Lol guys, I'm a teenager. I'm not a toddler...


----------



## TheKenTurner (Jul 2, 2012)

JoshuaSimPhotography said:


> Haha! Sorry if I offended anyone out there, but I want trying to intend that people before gen z were "old". I was just tring to find really, really young people



Oh, that makes me feel young  I'm turning 16 on the 15th, but I've ben telling people I'm 16 for the last month so I feel older


----------



## JoshuaSimPhotography (Jul 2, 2012)

Haha, if I were you though I would try to enjoy your youth whilst you can. A lot of people post about how they wish they were young again


----------



## jdsfighter (Jul 2, 2012)

I'm slightly past the generation Z gap (1993), but I consider myself young XD. 

It's amusing to go to my MeetUp group's outings because I'm often the youngest photographer there by an age gap of nearly 10-20 years.


----------



## JoshuaSimPhotography (Jul 2, 2012)

I know how you feel, when I go to some photography shows and seminars. There are alot of kids there that are around my age, but there only there because their parents are the photographers.
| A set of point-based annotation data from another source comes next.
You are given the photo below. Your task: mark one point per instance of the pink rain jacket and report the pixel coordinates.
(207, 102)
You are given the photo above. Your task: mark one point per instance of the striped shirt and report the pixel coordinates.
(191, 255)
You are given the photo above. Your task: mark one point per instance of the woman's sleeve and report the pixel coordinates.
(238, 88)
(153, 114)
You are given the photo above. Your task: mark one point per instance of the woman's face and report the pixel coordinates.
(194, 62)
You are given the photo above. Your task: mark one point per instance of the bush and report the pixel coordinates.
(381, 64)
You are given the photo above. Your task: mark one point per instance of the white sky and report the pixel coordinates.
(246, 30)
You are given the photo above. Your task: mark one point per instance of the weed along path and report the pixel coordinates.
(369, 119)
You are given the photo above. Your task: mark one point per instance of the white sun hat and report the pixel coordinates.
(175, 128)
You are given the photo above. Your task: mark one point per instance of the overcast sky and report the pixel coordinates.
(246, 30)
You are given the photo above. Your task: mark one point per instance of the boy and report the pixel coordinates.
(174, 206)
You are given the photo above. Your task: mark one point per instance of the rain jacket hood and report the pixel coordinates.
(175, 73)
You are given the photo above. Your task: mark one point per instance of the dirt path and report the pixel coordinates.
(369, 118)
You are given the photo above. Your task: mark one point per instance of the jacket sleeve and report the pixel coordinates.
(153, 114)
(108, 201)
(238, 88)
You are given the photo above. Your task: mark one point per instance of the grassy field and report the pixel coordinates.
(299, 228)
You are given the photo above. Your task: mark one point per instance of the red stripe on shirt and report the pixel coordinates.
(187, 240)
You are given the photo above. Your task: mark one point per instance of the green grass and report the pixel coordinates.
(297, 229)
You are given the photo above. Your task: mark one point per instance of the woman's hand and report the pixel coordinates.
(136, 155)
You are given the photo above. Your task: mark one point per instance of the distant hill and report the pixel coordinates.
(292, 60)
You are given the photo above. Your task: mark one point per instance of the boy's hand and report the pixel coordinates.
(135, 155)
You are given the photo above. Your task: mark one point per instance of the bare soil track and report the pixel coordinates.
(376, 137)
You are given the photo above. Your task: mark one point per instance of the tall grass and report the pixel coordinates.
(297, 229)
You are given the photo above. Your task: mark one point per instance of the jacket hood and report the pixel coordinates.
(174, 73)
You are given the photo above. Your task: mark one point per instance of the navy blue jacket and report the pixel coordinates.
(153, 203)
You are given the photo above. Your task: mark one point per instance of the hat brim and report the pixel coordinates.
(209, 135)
And people mix me up with my parents, thinking there the photo junkies!


----------



## Solarflare (Jul 3, 2012)

kundalini said:


> I feel younger today than I did thirty years ago and thirty years ago I was in my mid-twenties.


 My first memories are when I was 2.

I dont remember ever growing any older.




JoshuaSimPhotography said:


> Haha, if I were you though I would  try to enjoy your youth whilst you can. A lot of people post about how  they wish they were young again


 When I'm doing that, the age I'm aiming for would be 23.


----------



## JoshuaSimPhotography (Jul 3, 2012)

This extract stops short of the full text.